Charles Keating
Charles Keating was born in London, England, UK on October 22nd, 1941 and is the TV Actor. At the age of 72, Charles Keating biography, profession, age, height, weight, eye color, hair color, build, measurements, education, career, dating/affair, family, news updates, movies, TV shows, and networth are available.
At 72 years old, Charles Keating has this physical status:
He appeared with the Royal Shakespeare Company at Stratford-upon-Avon before turning to television (he was in the pilot episode of the long-running ITV series Crown Court in 1972), winning the roles of Ernest Simpson in Edward & Mrs. Simpson and Rex Mottram in ITV's Brideshead Revisited. In 1978 on the BBC Shakespeare series, he played the role of Rutland, Duke of Aumerle, in Richard II.
US career
He is best known for his role as Carl Hutchins in the American soap opera Another World from 1983–85, and again from 1991-98 with a final appearance in 1999. He played also Charles in the satirical miniseries Fresno in 1986, which parodied the prime-time soaps of the day such as Dynasty and Dallas.
After Another World ended its run, he returned to stage acting and to Shakespeare in a two-person show with former Another World co-star Victoria Wyndham.
During 2001 and 2002, Charles played the part of James Richfield on Port Charles.
In between stints on Another World, he played Dr. Damon Lazarre on All My Children, and Niles Mason on As the World Turns. He also had a role as a professor at a Caribbean medical school that catered to Americans in the short-lived ABC sitcom Going to Extremes as well as a guest role on Sex and the City.

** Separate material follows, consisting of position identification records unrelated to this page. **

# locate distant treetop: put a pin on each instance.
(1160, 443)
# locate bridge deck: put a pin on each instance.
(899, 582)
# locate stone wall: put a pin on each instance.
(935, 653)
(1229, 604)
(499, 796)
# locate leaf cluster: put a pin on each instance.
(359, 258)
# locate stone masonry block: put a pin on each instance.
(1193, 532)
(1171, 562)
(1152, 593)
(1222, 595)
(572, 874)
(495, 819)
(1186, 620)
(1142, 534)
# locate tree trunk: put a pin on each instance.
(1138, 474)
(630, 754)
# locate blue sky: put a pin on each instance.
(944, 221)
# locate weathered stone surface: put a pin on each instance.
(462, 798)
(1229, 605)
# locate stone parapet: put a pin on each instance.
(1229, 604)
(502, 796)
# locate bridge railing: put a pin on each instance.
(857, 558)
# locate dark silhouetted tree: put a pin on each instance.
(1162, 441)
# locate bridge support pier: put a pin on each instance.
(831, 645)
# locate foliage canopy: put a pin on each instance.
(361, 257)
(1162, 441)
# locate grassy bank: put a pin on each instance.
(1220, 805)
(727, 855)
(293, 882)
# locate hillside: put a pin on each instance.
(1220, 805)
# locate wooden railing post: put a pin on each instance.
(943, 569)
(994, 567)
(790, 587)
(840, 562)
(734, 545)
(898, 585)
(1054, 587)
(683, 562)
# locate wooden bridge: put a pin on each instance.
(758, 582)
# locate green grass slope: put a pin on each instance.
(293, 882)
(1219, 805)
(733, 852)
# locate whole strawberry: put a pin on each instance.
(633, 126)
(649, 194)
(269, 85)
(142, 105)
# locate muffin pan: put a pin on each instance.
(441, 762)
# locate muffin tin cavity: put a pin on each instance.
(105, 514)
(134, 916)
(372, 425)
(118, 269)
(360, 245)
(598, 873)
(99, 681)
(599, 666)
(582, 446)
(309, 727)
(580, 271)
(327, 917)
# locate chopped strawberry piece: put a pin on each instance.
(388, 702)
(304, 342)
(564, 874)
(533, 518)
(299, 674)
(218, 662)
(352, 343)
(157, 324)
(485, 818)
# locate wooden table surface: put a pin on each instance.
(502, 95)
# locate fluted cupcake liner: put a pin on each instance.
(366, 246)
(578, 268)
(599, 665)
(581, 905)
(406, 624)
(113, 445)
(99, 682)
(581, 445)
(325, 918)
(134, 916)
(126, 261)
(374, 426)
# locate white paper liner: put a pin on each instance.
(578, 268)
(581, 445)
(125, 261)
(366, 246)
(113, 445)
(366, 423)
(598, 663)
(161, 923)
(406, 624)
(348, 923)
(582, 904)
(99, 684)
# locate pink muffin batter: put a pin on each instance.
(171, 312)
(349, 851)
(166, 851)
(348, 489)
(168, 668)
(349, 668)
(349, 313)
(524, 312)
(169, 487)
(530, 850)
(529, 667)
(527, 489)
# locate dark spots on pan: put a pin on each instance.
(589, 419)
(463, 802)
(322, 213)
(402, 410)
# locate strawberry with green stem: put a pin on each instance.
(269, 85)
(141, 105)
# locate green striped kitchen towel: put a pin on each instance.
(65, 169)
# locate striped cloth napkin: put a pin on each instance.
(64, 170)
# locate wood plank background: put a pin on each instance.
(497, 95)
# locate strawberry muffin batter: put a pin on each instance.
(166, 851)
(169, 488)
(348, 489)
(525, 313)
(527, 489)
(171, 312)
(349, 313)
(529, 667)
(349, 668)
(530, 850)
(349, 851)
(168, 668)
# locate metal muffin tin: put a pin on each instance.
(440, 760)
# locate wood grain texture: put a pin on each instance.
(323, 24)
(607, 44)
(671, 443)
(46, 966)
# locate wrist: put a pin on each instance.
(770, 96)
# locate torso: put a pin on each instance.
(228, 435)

In 1992, he appeared in The Bodyguard. In 2005, he had a supporting role in Deuce Bigalow: European Gigolo.
Broadway roles include Loot by Joe Orton (1986), for which he was nominated for a Tony Award for Best Featured Actor in a Play, The Resistible Rise of Arturo Ui (1968) and The House of Atreus (1968), which comprised three classics: Agamemnon, Choephori, and Eumenides.
In 2001, he played the role of Carney/Oscar Wilde in the Lincoln Center performance of A Man of No Importance. In 2007, he played the role of Clement O'Donnell in the Guthrie Theater production of Brian Friel's The Home Place.